Просыпалась с каждым днём всё труднее и неохотнее. Всё непонятнее становилась граница сна и яви. То ли во сне ходили и бегали-кричали незнакомые дети, а может, наяву деловито суетилась взрослая женщина, среднего роста, средних лет. Эта всегда при деле: то стирает, то метёт, то моет.
Знала Старуха только одну из них, постарше, Наталью. Эта с ней всегда. Дочь.
Вечерами старуха подолгу лежала, глядя во тьму непонимающими глазами, бормотала что-то несвязное. Часто просыпалась от позывов, ковыляла с клюкой в туалет.
Кухня стояла отдельно от дома, и, когда её звали поесть, Старуха добиралась туда сама. Днём, к позднему завтраку, – из дома с высоким крыльцом. Вечером – из садовой качалки, где дремала всё остающееся от еды и ночного пребывания в кровати время. Каждое утро на качалку выносили из душа старые подушки, а с заходом солнца – успеть до вечерней сырости! – убирали.
Ещё сама справлялась с едой, которую ей клали на тарелку. Часто интересовалась, что это перед ней. Ни блюд, ни продуктов почти не различала. Из вкусов остались сладкий и солёный.

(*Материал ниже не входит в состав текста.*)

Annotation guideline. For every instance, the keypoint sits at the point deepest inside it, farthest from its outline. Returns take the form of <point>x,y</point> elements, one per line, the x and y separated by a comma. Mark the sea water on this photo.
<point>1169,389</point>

Сама справлялась с туалетными делами и переодеванием. Закидывала ноги через бортик ванны – когда мыться.
Эта Старуха была из великих. Сильных духом. Крепких невероятно.

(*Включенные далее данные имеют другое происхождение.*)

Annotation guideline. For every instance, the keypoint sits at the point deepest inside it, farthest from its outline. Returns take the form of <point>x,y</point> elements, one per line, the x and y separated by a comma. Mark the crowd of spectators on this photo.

Верующие говорят – Бог должен призвать, забрать к себе. Во всё вот это вот она не верила. На самом деле, она просто не знала, куда уходить, и потому цепко держалась за жизнь. За жизнь после жизни.
В фильме «Сибириада» с Вечным дедом так говорили:
– ЗдорОво, дед. Всё ещё живёшь, не помер?
– Умирает не старый, а поспелый. А я, видать, не поспел ещё…
Здесь, на дачном участке, всё построила и создала она, Старуха. В упадок сад привели другие, эти суетящиеся и бегающие-кричащие. Огород извели. Кое-Где остался запущенный газон, но больше одуванчики, сныть да крапива, – правда, всё регулярно косили.
Она выстроила первый дом в начале 80-х. Сруб пять на пять, летняя веранда, терраса. Печку кирпичную поставила – кажется, против правил.
Разбила сад-огород. Десять плодовых деревьев, кусты, теплица, клубника, цветы...
Пристроила к старому дому такую же площадь в 2007, когда родилась правнучка. Оба в два этажа. Тёплая кухня, тёплый душ.
Никто никогда ни в чём не помогал. Не поддерживал. Всё сама.
Ну и ладно!
Уж как она эту дачу любила, нет слов!
Участки от работы стали очень вовремя распределять, ей было немного за пятьдесят. Захотелось трудиться на земле.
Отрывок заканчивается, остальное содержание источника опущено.